TAMPA – How do you attract top tech students to a new university that has no track record, no accreditation and not much in the way of amenities save for a world-class architectural jewel of a building? Let ’em in for free.
Faced with that dilemma, Florida Polytechnic University officials on Wednesday unveiled their strategy: Let ’em in for free.
Poly officials said they are looking to the school’s newly organized foundation to help raise tuition scholarships for all 500 students expected to make up the first undergraduate classes in the fall of 2014. “It’s a recruiting tool,” said Poly Chief Operating Officer Ava Parker. “We see scholarships as a way to recruit the best and brightest to our university.”

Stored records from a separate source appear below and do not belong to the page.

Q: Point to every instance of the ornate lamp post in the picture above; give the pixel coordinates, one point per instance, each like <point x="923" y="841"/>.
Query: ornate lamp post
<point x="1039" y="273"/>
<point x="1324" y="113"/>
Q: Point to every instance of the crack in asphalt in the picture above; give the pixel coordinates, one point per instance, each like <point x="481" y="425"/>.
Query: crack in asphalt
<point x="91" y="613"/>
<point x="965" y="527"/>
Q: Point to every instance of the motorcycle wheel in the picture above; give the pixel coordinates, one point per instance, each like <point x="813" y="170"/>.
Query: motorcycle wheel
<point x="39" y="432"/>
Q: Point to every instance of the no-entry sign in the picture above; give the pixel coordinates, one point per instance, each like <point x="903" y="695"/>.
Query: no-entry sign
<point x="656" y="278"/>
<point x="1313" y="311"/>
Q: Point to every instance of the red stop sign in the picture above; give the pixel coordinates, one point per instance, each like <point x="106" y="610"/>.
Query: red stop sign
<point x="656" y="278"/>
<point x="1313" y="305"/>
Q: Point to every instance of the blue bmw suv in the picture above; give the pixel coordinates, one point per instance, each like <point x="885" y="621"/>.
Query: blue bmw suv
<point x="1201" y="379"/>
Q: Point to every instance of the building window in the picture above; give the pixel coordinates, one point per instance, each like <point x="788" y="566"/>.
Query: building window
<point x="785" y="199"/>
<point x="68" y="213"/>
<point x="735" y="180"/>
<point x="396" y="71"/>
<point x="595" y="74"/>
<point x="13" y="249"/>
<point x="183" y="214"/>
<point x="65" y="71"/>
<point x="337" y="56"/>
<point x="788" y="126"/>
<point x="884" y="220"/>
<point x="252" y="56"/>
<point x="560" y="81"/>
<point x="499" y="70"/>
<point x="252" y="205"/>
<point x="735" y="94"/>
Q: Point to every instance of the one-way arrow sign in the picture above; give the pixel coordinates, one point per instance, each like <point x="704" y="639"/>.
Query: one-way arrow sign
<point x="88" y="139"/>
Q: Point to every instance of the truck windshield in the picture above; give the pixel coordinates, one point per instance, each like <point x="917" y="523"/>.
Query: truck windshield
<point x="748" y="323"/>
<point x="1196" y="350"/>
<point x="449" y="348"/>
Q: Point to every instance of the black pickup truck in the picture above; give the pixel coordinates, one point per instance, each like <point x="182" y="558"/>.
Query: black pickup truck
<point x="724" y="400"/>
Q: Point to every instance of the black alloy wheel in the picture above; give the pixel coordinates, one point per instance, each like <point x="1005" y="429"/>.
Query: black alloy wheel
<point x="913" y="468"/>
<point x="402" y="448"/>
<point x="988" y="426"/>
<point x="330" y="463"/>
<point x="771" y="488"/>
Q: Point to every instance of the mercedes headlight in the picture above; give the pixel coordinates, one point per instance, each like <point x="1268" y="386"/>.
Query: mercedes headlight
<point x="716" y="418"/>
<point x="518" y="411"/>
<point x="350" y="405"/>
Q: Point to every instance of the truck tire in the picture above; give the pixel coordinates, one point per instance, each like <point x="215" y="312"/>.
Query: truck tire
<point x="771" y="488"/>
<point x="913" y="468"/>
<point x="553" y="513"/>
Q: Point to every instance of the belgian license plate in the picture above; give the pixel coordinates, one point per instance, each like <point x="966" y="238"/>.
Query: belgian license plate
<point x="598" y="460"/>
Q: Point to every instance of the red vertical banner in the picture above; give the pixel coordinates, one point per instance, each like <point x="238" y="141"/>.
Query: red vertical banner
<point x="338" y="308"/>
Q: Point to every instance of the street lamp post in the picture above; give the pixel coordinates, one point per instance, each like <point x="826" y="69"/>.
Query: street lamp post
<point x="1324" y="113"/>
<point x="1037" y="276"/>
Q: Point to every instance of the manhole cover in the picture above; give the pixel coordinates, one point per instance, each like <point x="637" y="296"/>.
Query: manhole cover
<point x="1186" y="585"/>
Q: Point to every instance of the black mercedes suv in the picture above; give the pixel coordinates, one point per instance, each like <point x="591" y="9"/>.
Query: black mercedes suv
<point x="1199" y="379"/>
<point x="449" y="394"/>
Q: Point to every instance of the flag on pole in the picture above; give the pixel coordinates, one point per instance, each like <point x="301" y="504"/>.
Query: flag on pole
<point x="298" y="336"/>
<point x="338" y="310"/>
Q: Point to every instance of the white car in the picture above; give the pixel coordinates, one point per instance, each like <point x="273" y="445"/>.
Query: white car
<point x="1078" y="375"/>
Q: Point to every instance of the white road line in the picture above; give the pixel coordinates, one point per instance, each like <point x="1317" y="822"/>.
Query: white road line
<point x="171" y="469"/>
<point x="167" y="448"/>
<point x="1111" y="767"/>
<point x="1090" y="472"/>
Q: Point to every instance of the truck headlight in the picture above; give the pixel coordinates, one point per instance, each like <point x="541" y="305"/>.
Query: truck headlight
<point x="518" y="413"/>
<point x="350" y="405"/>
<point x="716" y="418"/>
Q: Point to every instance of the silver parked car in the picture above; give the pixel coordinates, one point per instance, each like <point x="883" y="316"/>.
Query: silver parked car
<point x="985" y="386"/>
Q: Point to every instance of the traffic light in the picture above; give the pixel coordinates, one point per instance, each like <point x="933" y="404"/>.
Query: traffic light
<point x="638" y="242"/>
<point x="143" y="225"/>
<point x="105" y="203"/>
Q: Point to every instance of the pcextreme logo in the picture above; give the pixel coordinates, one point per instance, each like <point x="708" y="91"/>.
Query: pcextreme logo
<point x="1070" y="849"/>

Trustees have not yet decided whether to extend the scholarship offer in the new students’ subsequent years or to make it a full four-year free ride for incoming freshman, Parker said.
The policy helped relieve some of the angst of members of the state university system’s Board of Governors, who are meeting in Tampa this week to review all 12 public universities’ work plans for the coming year. Members of the board expressed continued concern over whether Poly could meet enrollment goals in the cutthroat recruiting war for high-performers in science, technology, engineering and math — the STEM fields that will be the new school’s focus.
Board member Norman Tripp said recruitment would be the toughest issue facing the new school.
“Not that there aren’t students that don’t want this type of education, but the fact that you are going to have to seek the best and the brightest and there will be others offering them the same opportunity — you can’t take ‘lesser’ with the hope that we’ll make them better.”